Monitoring of HIV/ HCV-Coinfected Women during Pregnancy
An elevation in hepatic enzymes following initiation of ART can occur in HIV/HCV-coinfected women—particularly in those with low CD4 cell counts at treatment initiation—as a result of an immune-mediated flare in HCV disease triggered by immune reconstitution with ART. HCV infection may increase the hepatotoxic risk of certain ARV agents, specifically PIs and nevirapine. Pregnant women with HIV/HCV coinfection should be counseled about signs and symptoms of liver toxicity, and transaminase levels should be assessed 1 month after initiation of ARV drugs and then every 3 months thereafter. If hepatic toxicity occurs, consideration may need to be given to substituting a less hepatotoxic drug regimen, and if clinical symptoms or significant elevations of transaminases occur, drugs may need to be temporarily discontinued. Differentiating between a flare of HCV disease associated with immune reconstitution and drug toxicity often can be difficult; therefore, consultation with an expert in HIV and HCV coinfection is strongly recommended.
Mode of Delivery
The majority of studies of elective cesarean delivery in HCV-infected women with or without HIV coinfection have found that the procedure does not reduce the risk of perinatal transmission of HCV.16,19-21 Thus, the general recommendations for mode of delivery are the same in women with HIV/HCV coinfection as in those with HIV infection alone (see Intrapartum Care).

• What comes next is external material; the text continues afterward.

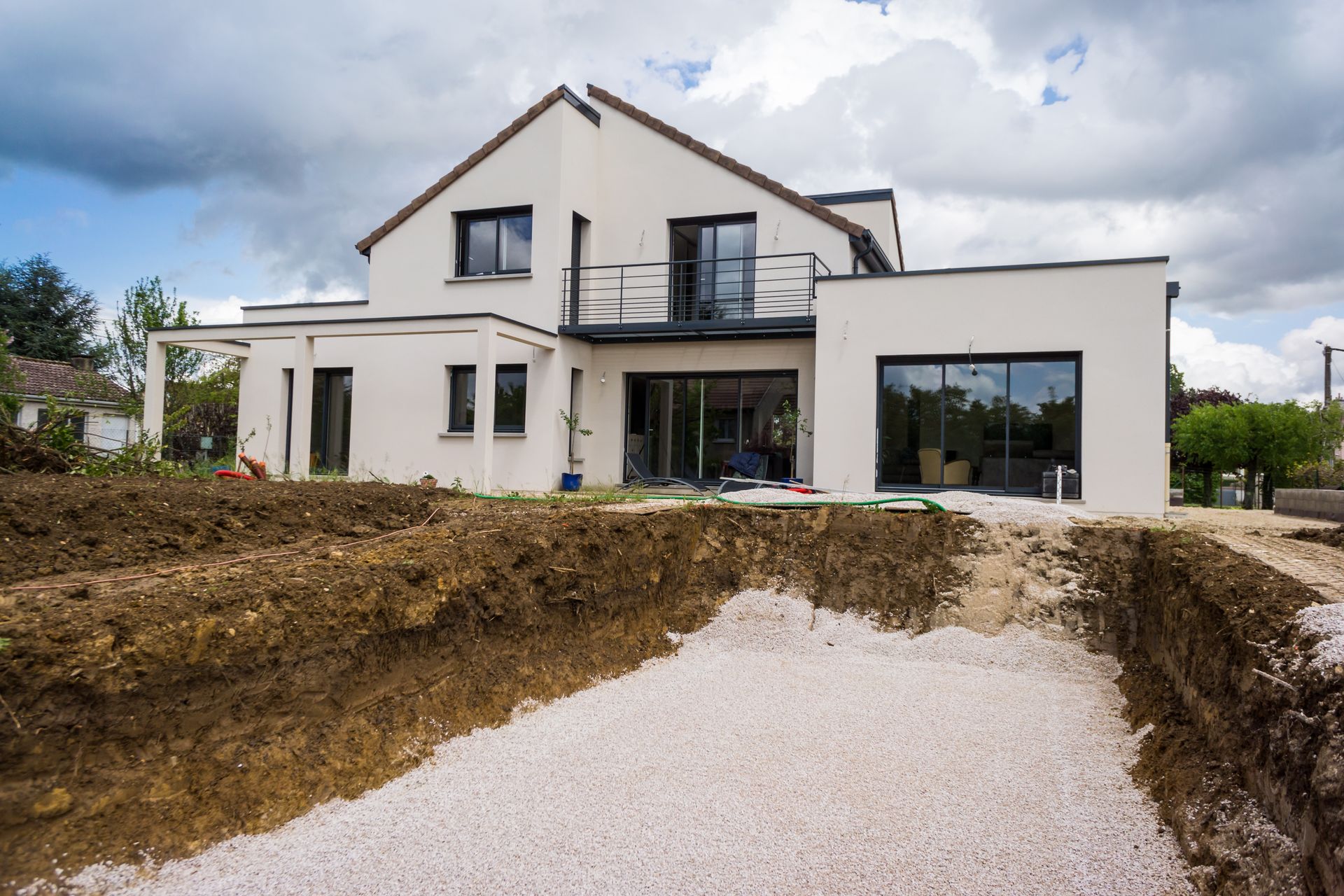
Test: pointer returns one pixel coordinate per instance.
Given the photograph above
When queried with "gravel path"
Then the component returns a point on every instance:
(764, 758)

Evaluation of HCV-Exposed Infants
Infants born to women with HIV/HCV coinfection should be assessed for HCV infection with anti-HCV antibody testing after age 18 months. Infants who screen positive should undergo confirmatory HCV RNA testing. HCV RNA virologic testing can be done after age 2 months, if earlier diagnosis is indicated or desirable.22,23 Because HCV viremia can be intermittent, two negative HCV RNA tests at or after age 2 months, including one at or after age 12 months, are needed to definitively exclude HCV infection. Children are considered to be HCV-infected if they have two or more positive HCV RNA polymerase chain reaction results at any age, or are HCV antibody-positive beyond age 18 months.